Pitt forced his attention back. “So have you what?”
“Paid my dues and kept my right to practice law,” Narraway answered mildly. “It’s always a good thing to have.”
Pitt was stunned. “I never knew you had…” He let the words tail off. Of course he had not known. There were loads of things he did not know about Narraway, in fact about most of his life. He knew he had been in the army at the time of the mutiny, in his youth. He must have come back to England and gone to university after that? Law was a hard discipline as well, but perhaps the two were in some way aligned?
“What has that to do with Abercorn, or his case?” he asked, feeling stupidly confused.

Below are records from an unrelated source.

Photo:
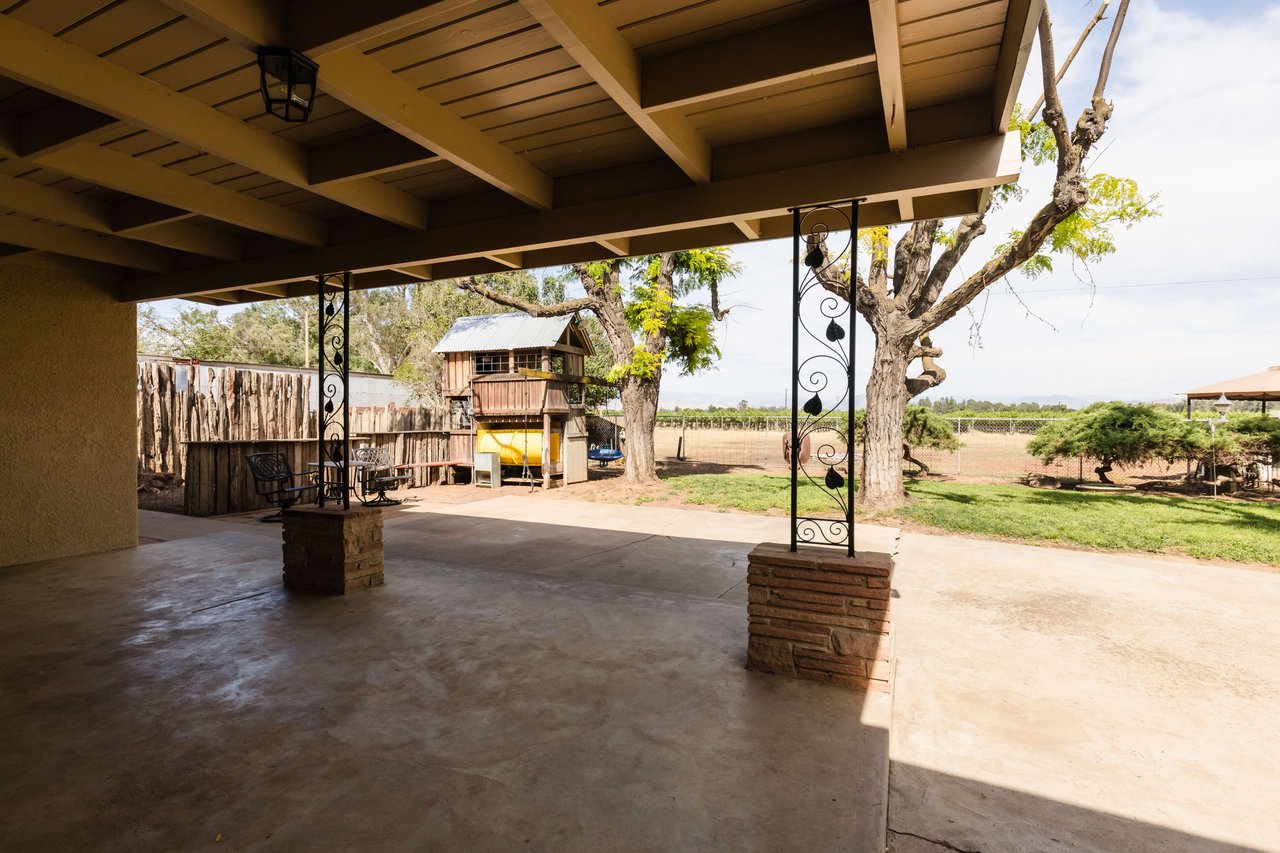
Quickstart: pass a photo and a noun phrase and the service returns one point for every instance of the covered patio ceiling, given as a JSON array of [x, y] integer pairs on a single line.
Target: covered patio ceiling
[[469, 136]]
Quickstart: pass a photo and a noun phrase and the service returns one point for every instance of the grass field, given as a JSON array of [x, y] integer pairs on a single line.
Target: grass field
[[1212, 529]]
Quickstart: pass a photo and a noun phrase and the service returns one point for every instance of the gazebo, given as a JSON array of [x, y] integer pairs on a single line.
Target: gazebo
[[1258, 387]]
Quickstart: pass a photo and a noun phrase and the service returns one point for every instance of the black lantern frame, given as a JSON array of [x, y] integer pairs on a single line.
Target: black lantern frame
[[288, 82], [823, 331]]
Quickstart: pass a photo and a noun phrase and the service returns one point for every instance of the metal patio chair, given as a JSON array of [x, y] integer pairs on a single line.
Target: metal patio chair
[[378, 475], [274, 479]]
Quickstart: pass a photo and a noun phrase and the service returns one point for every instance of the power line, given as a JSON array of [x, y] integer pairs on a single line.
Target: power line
[[1116, 287]]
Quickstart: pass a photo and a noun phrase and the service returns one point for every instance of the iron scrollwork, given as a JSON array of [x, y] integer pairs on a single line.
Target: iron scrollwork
[[334, 370], [822, 402]]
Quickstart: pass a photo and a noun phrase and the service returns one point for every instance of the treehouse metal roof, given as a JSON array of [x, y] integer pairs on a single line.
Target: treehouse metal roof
[[511, 331], [1256, 386], [457, 137]]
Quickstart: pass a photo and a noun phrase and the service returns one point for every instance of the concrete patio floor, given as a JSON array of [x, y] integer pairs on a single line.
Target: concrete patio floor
[[576, 682], [1052, 699], [576, 685]]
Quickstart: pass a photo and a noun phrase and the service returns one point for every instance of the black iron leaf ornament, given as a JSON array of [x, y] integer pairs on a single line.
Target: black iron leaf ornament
[[833, 479]]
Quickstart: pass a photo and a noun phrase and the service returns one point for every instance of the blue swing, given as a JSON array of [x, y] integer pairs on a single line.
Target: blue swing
[[603, 455]]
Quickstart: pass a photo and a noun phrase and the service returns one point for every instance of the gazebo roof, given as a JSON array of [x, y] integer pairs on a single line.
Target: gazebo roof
[[1257, 386], [455, 137]]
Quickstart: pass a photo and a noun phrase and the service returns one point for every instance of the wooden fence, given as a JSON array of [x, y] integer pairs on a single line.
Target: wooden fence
[[238, 405]]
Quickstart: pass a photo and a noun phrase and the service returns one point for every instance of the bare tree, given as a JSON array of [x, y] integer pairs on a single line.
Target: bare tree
[[905, 306]]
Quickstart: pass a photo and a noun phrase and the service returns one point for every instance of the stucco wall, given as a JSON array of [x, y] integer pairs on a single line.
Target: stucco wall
[[67, 418]]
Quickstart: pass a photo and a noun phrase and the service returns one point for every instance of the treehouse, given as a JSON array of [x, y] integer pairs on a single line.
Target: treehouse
[[513, 384]]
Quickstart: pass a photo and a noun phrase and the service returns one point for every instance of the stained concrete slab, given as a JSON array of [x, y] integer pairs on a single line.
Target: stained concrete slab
[[1069, 701], [489, 697]]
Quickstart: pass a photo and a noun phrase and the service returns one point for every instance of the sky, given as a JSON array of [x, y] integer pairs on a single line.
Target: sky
[[1189, 297]]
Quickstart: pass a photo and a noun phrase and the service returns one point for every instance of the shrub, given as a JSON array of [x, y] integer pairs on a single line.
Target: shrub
[[1118, 433]]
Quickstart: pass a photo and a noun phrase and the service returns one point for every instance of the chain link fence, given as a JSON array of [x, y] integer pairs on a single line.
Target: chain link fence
[[991, 448]]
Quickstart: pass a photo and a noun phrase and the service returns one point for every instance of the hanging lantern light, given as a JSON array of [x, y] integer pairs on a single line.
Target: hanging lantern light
[[288, 82]]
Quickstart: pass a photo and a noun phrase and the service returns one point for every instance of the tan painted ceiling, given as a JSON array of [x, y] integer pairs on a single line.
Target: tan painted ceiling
[[470, 136]]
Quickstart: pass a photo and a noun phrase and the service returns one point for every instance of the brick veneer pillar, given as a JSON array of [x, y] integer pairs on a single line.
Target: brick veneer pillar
[[333, 551], [816, 614]]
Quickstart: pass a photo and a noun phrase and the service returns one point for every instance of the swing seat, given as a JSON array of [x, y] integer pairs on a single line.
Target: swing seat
[[604, 455]]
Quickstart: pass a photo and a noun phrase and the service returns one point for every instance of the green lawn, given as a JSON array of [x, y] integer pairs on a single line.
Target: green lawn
[[1223, 529]]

“If Abercorn prosecutes Alexander Duncannon, then if I can obtain Alexander’s approval, I shall defend him,” Narraway replied.
Pitt was stunned. He must have misunderstood.
“Why? What can you do that the best lawyer his father can pay wouldn’t do, and do it better?”
“Rather ungraciously put,” Narraway said with a flash of amusement. “But if my plan works, then I can expose the police corruption, and plead some merciful outcome for Alexander, in a hospital rather than an asylum.”
“And if it doesn’t?” Pitt refused to allow himself to hope.
“Then he’ll probably be hanged,” Narraway replied, his voice tight. “Which on the whole might be more merciful than the asylum.”
“With a guilty verdict,” Pitt said bitterly.
“It will be a guilty verdict anyway,” Narraway told him very softly. “It’s what he wants…isn’t it?”
Pitt agreed silently, just a tiny nod and little more than an expression in the eyes.